Y de las profundidades
del agua, una voz llamó a Kokomaht: “Hermano mío, ¿cómo llegaste
a arriba? ¿Con los ojos abiertos o con los ojos cerrados?”
Esta voz pertenecía
al hermano malvado y Kokomaht quería hacerle más difícil la posibilidad
de realizar maldades en el universo. Así que Kokomaht le mintió
diciendo: “Abrí los ojos mientras estaba bajo las aguas”. El segundo
gemelo abrió los ojos mientras subía y cuando alcanzó la superficie
no podía ver. Desde entonces está ciego. Kakomaht dijo: “Te llamaré
Bakotahl, el Ciego”.
“Ahora –dijo haré
la Tierra”.
Kokomaht agitó con
su mano las aguas formando un espumoso remolino. El agua borboteó,
subió de nivel y burbujeó, y cuando descendió había tierra. Entonces
Kokomaht se sentó en ella.
Bacotahl estaba enfadado
porque le hubiera gustado crear la Tierra, pero no dijo nada y
se sentó al lado de Kokomaht. El Malvado Ciego se dijo: . Puedo
hacerlo a partir de la tierra”. Bakotahl formó algo semejante
a un ser humano, pero no estaba bien. En lugar de manos y pies
tenía unos bultos. No tenía dedos en las manos ni en los pies.
Bakotahl estaba avergonzado y lo escondió de kokomaht.
Entonces Kokomaht
dijo: “Tengo ganas de hacer algo”. Formó con barro un ser que
era totalmente perfecto. Tenía manos y pies, dedos e incluso uñas.
Kokomaht blandió este ser cuatro veces hacia el Norte y después
lo puso en pie. Se movió, anduvo, y estaba vivo. Era un hombre.
Kokomaht hizo otro ser del mismo modo, y estaba vivo. Era una
mujer.
Bakotahl siguió intentando
hacer hombres, sacando siete seres de tierra que había bajo sus
pies. Ninguno de ellos estaba bien hecho. ¿Qué estás haciendo?”,
le preguntó Kokomaht.
“Personas”, contestó
Bakotahl. “Aquí –dijo Kokomaht –están las personas que he hecho
yo. Las tuyas no tienen manos ni pies. Las mías tienen dedos y
pulgares para trabajar, para hacer cosas, construir arcos, recolectar
fruta”.
Kokomaht examinó los
seres que Bakotahl había formado. “No son buenos”, dijo, y los
tiró al agua.
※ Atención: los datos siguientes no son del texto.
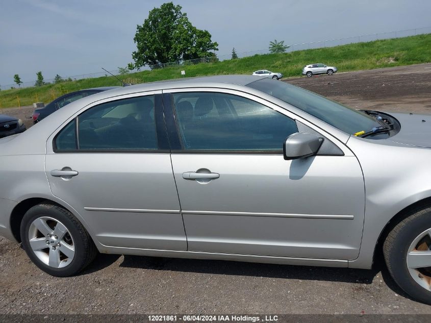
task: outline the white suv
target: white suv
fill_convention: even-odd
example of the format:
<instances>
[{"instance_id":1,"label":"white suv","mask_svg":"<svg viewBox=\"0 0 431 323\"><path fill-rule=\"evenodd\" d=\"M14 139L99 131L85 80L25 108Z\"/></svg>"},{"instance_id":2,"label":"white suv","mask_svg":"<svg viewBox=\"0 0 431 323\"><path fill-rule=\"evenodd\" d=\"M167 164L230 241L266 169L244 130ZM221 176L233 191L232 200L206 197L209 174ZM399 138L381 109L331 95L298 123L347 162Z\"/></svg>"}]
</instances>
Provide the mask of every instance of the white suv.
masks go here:
<instances>
[{"instance_id":1,"label":"white suv","mask_svg":"<svg viewBox=\"0 0 431 323\"><path fill-rule=\"evenodd\" d=\"M310 78L313 74L327 74L332 75L338 69L335 66L327 66L324 64L312 64L304 66L302 68L302 75L307 75Z\"/></svg>"}]
</instances>

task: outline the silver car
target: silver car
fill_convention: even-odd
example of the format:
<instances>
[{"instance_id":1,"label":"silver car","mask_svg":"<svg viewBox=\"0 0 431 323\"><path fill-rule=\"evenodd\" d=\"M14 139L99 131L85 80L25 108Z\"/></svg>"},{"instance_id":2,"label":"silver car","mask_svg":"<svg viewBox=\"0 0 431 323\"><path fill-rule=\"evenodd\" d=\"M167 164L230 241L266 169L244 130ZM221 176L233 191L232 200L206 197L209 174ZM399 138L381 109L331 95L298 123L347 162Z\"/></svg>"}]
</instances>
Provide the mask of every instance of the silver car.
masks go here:
<instances>
[{"instance_id":1,"label":"silver car","mask_svg":"<svg viewBox=\"0 0 431 323\"><path fill-rule=\"evenodd\" d=\"M267 69L260 69L259 70L255 71L251 75L263 76L269 79L273 79L274 80L278 80L283 77L283 74L281 73L274 73Z\"/></svg>"},{"instance_id":2,"label":"silver car","mask_svg":"<svg viewBox=\"0 0 431 323\"><path fill-rule=\"evenodd\" d=\"M315 74L327 74L332 75L338 69L335 66L327 66L324 64L312 64L306 65L302 68L302 75L307 75L310 78Z\"/></svg>"},{"instance_id":3,"label":"silver car","mask_svg":"<svg viewBox=\"0 0 431 323\"><path fill-rule=\"evenodd\" d=\"M428 116L227 76L75 101L0 140L0 234L55 276L97 252L370 268L431 304Z\"/></svg>"}]
</instances>

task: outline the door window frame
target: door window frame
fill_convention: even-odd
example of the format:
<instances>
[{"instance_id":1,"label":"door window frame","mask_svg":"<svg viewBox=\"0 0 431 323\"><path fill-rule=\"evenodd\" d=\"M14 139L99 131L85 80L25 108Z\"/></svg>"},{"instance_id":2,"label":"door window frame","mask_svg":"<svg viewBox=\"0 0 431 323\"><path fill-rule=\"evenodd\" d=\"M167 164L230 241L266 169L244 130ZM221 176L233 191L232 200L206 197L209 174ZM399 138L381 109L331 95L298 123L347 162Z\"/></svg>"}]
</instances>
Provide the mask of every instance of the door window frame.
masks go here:
<instances>
[{"instance_id":1,"label":"door window frame","mask_svg":"<svg viewBox=\"0 0 431 323\"><path fill-rule=\"evenodd\" d=\"M180 129L176 122L175 114L173 99L172 94L176 93L205 92L215 93L223 93L233 94L241 96L245 98L250 100L265 107L284 114L286 117L290 118L294 121L301 122L313 129L316 132L320 134L323 137L326 138L336 145L338 146L344 154L344 156L352 156L352 153L344 144L341 143L339 139L334 137L330 134L322 129L316 127L307 119L295 114L284 108L278 106L272 102L268 101L264 98L251 94L250 93L230 89L223 88L206 88L194 87L187 88L175 88L163 90L164 112L166 126L170 131L168 131L169 142L170 143L171 154L255 154L255 155L283 155L282 149L281 151L258 151L258 150L192 150L184 148L181 139ZM274 98L275 99L275 98ZM175 131L176 130L176 131ZM280 143L280 147L283 146L283 142Z\"/></svg>"},{"instance_id":2,"label":"door window frame","mask_svg":"<svg viewBox=\"0 0 431 323\"><path fill-rule=\"evenodd\" d=\"M99 106L104 103L107 103L114 101L117 101L122 100L126 100L137 97L144 97L150 95L154 96L154 117L156 123L156 132L157 138L157 143L159 146L158 149L151 150L125 150L125 149L94 149L94 150L64 150L61 151L58 151L56 147L55 140L57 135L61 132L69 122L74 120L75 121L75 136L78 134L78 122L77 122L77 117L84 112L91 109L96 106ZM78 140L77 138L76 140ZM163 116L163 99L162 97L162 91L148 91L138 93L128 94L123 95L118 95L101 100L98 100L90 104L83 107L79 111L74 113L72 116L69 117L62 125L59 127L56 131L53 133L46 141L46 153L47 154L114 154L114 153L134 153L134 154L166 154L170 152L169 142L167 135L166 123Z\"/></svg>"}]
</instances>

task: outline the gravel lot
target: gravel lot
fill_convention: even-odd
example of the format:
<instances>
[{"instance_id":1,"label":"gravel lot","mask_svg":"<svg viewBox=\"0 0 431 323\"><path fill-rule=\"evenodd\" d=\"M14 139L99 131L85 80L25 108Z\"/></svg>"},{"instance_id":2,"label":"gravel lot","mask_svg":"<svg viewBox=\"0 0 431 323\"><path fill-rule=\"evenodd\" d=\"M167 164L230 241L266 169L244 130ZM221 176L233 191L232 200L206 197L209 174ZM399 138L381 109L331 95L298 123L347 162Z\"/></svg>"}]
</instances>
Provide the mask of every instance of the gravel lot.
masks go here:
<instances>
[{"instance_id":1,"label":"gravel lot","mask_svg":"<svg viewBox=\"0 0 431 323\"><path fill-rule=\"evenodd\" d=\"M431 64L287 80L357 108L429 113ZM24 120L32 108L3 113ZM31 126L30 120L28 125ZM51 277L0 237L0 314L431 314L371 270L100 255Z\"/></svg>"}]
</instances>

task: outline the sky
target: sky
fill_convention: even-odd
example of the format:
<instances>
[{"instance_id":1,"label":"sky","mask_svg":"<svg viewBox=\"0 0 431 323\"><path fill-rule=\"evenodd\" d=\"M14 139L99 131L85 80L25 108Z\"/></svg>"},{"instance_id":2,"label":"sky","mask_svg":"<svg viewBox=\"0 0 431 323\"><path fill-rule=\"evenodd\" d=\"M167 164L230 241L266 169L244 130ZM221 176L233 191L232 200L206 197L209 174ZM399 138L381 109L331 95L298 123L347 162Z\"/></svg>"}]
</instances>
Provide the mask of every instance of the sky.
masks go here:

Bakotahl estaba tan furioso que se zambulló en las
profundidades de las aguas, que burbujearon y retumbaron. Desde
las profundidades envió el remolino portador de todo mal. Kokomaht
pisó el remolino y lo detuvo, excepto una pequeña bocanada que
se deslizó bajo su pie. Esta bocanada contenía todas las enfermedades
que azotan a la humanidad hasta el día de hoy.
“Debeis aprender cómo
crecer”, dijo Kokomaht a las personas que había hecho. Para enseñarles
engendró un hijo, y lo hizo de la nada, sin ayuda de una mujer,
lo hizo nacer de él y lo llamó Komashtam´ho. Les dijo a los hombres
y mujeres que no debían vivir separados, sino juntarse y criar
hijos.
Pero se había olvidado
de algo. “Está demasiado oscuro –dijo Kokomaht -. Debería haber
algo de luz”. Por tanto hizo la luna, la estrella de la mañana
y las demás estrellas. Entonces dijo: “Mi obra está hecha. Lo
que yo no haya terminado, mi hijo Komashtam´ho lo acabará”. Diciendo
esto Kokomaht se tendió sobre la tierra y Hanyi, la Rana, que
estaba enterrada bajo la tierra, sorbió el aliento de su cuerpo
y murió.
Después de un tiempo
Komashtam´ho dijo: “Empezaré a hacer lo que mi padre no pudo terminar”.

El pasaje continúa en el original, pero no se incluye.